[Date Prev][Date Next][Thread Prev][Thread Next][Date Index][Thread Index]

Re: [idn] quick & dirty (but not too dirty) homograph defense




--On Monday, 21 February, 2005 16:13 -0800 Erik van der Poel
<erik@vanderpoel.org> wrote:

> John,
> 
> I'm probably missing something, but if the apps are not
> currently warning the user when characters from blocks that
> ought to be banned appear, then people and/or tools may be
> generating references (e.g. HTML documents) to those
> characters, without realizing that those characters are being
> mapped to some other base characters, which then work OK in
> the DNS lookup.

You are, of course, correct.  While warning others to think
about things from the user and content-generator side of things
rather than the registrar/registry side, I made a similar
mistake that probably leads to an incorrect conclusion.  My
assumption was that those who registered names and constructed
links would end up with the domain names in those links that
were equivalent of
ToUnicode(ToASCII(whatever-was-submitted-for-registration),
i.e., base characters only.  That would certainly be the result
of a number of the processes for obtaining those links that
crossed my mind.  But you are quite right, nothing requires it
and references could be constructed using non-base characters.
For languages with clear case distinctions, one would actually
predict that it would occur: just as the owner of
coolhotjunk.xyz might prefer to have it in the DNS and
references as CoolHotJunk.xyz, I'd expect funny mixed case
strings in IDNs which, under IDNA, would of course go into the
DNS as the punycode encoding of the lowercase-only form.

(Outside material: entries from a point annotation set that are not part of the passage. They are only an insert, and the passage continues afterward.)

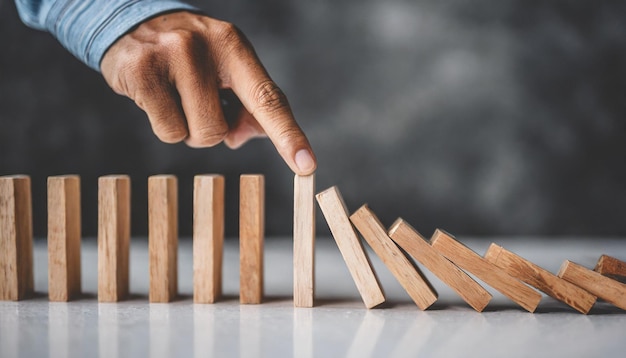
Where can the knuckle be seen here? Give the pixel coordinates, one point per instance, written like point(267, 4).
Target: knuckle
point(269, 98)
point(208, 136)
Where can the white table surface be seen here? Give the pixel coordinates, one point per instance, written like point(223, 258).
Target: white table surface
point(338, 326)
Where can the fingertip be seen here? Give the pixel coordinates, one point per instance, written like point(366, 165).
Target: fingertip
point(305, 162)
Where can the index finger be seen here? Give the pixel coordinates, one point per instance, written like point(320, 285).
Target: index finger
point(267, 103)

> Maybe it is unlikely that a lot of such references would come
> to exist, and it wouldn't be such a burden to the user of a
> new app to see the occasional error e.g. when they click on
> such a link.
> 
> But how do you determine how many HTML documents contain bad
> characters in their links, and how do you decide that that
> number is low enough to make such a change to the spec?
> 
> So I'm wondering if you would really be able to state that
> such a change "would largely impact what can be registered".
> How do you know that such a change does not also impact the
> users of new clients accessing existing documents?
> 
> Oh wait, I know! Just get Google to do a survey in their cache?

:-(

Mumble.  What a mess.
    john